Z kolei Fuego i Draken samodzielnie mogą odwiedzić dzieci od 130 cm wzrostu. Na spływ pontonami Jungle Adventure, na którym jedynym niebezpieczeństwem jest chlapiąca woda, wejść mogą dzieci od 120 cm wzrostu z opiekunem.

Fuego
Fuego

Te liczby i te limity na powyższych atrakcjach także w moich oczach wydają się nieco zawyżone. Jednakże wierzę, że istnieją jakieś czynniki, które zwyczajnie nie są mi znane, a wpłynęły na takie, a nie inne limity.

Zawyżone limity w Bajkolandii?

Spotkałem się również z wieloma negatywnymi opiniami osób, że w Bajkolandii większość atrakcji pozwala na skorzystanie dzieciom bez opiekuna dopiero od 120 cm wzrostu.

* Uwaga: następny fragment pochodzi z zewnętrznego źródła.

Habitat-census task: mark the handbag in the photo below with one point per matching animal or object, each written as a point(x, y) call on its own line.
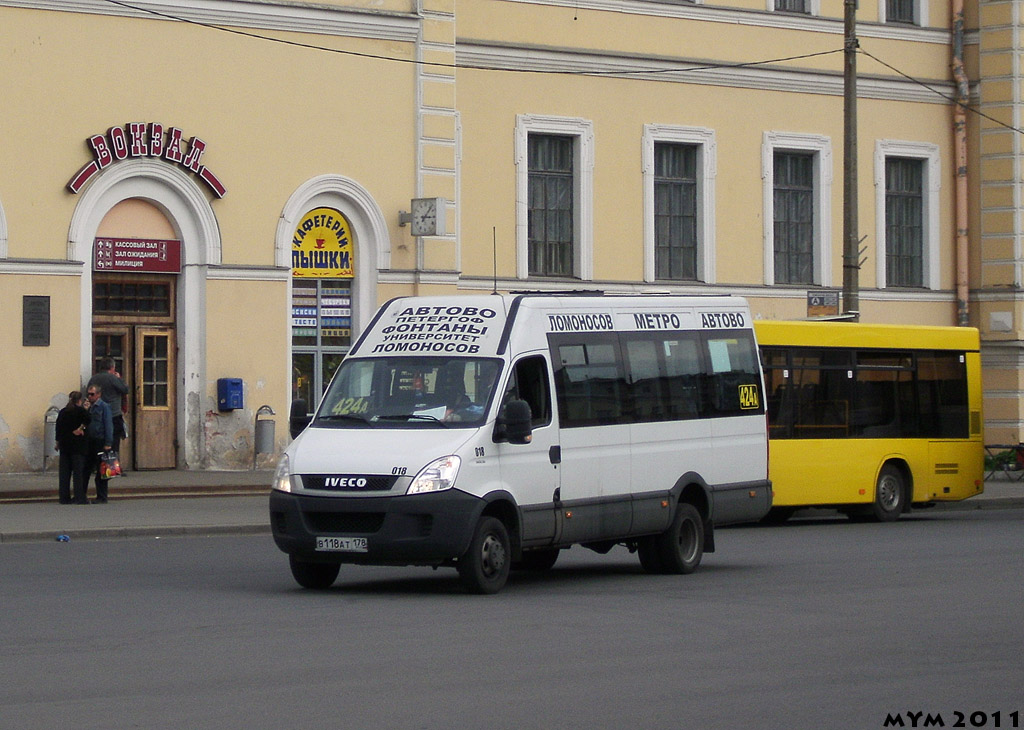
point(110, 465)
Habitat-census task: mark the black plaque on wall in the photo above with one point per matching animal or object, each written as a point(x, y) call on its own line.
point(35, 321)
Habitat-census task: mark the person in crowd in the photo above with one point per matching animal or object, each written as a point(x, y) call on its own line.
point(100, 432)
point(73, 445)
point(115, 391)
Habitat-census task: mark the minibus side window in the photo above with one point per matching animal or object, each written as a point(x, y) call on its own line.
point(733, 381)
point(529, 382)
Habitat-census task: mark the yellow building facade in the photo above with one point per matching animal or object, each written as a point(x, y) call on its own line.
point(220, 194)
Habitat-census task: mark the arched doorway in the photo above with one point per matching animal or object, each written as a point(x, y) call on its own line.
point(136, 262)
point(169, 341)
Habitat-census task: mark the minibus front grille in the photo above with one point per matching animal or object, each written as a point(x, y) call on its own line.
point(344, 522)
point(345, 482)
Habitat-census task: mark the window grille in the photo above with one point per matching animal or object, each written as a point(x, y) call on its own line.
point(675, 211)
point(794, 218)
point(904, 222)
point(551, 205)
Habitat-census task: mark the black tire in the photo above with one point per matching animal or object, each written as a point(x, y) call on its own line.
point(890, 495)
point(650, 560)
point(317, 576)
point(484, 567)
point(538, 560)
point(681, 547)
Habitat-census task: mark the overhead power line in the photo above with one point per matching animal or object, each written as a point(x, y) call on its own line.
point(617, 72)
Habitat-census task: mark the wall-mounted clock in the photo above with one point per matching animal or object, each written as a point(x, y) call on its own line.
point(428, 216)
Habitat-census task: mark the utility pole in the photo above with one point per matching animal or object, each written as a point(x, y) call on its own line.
point(851, 243)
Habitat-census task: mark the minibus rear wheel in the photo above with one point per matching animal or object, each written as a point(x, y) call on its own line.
point(317, 576)
point(681, 547)
point(484, 567)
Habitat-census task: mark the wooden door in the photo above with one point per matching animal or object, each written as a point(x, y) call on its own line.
point(155, 422)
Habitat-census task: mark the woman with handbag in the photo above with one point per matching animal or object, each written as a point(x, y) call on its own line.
point(73, 445)
point(100, 433)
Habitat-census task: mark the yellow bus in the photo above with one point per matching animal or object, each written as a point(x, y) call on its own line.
point(870, 419)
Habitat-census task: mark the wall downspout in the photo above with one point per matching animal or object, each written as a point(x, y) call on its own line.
point(960, 155)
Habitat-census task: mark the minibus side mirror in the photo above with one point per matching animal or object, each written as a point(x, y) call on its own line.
point(515, 424)
point(298, 418)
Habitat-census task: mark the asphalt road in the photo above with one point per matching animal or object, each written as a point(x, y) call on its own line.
point(822, 624)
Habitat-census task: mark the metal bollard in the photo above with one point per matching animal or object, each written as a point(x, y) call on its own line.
point(263, 436)
point(50, 433)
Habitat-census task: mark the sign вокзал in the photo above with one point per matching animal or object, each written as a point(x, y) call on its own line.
point(140, 139)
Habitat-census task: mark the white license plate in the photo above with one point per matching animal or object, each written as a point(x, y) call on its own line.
point(342, 545)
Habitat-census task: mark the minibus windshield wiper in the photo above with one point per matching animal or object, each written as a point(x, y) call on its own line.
point(411, 417)
point(345, 417)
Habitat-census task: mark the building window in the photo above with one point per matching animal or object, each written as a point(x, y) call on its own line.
point(554, 158)
point(675, 211)
point(797, 175)
point(905, 12)
point(904, 222)
point(551, 205)
point(899, 11)
point(907, 184)
point(794, 220)
point(679, 168)
point(793, 5)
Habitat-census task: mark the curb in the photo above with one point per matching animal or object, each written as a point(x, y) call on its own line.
point(143, 492)
point(135, 532)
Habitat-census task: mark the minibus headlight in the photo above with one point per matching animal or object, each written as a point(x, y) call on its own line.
point(436, 476)
point(283, 477)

Co gorsza dla tych osób, te limity wzrostu są przestrzegane. De facto z dziećmi do około 6 roku życia musimy na wszystko wchodzić razem, nawet na najsłabsze atrakcje przeznaczone wręcz dla niemowlaków.

Farma Krasnali
Farma Krasnali

Niestety nie możemy powierzać opieki swoich maluchów pracownikom atrakcji w Bajkolandii. Nawet na tych najsłabszych, jak Jeep Safari, czy Farma Krasnali, to my odpowiadamy za opiekę nad pociechą. Gdyby załóżmy posłać na przejażdżkę po Farmie Krasnali dziecko w wieku 3 lat? Tor wiedze z dala od stacji i ogrodzenia, nie widzimy ani my, ani operatorzy całego toru. Gdyby w odległym odcinku toru takiemu niesfornemu 3-latkowi przyszło do głowy wyskoczyć z pojazdu? Cóż mogłoby się stać? Mógłby wpaść pod koła kolejnego pojazdu.

My, jako rodzice do kogo mielibyśmy pretensje? Do samych siebie czy obsługi? Na to pytanie odpowiedzieć musimy sobie już sami. Wiem jednak na pewno, że dzieci od 120 cm wzrostu są wystarczająco rozumne i rozsądne. Mogą samodzielnie skorzystać z takich atrakcji bez ryzyka, że postanowią stworzyć zagrożenie.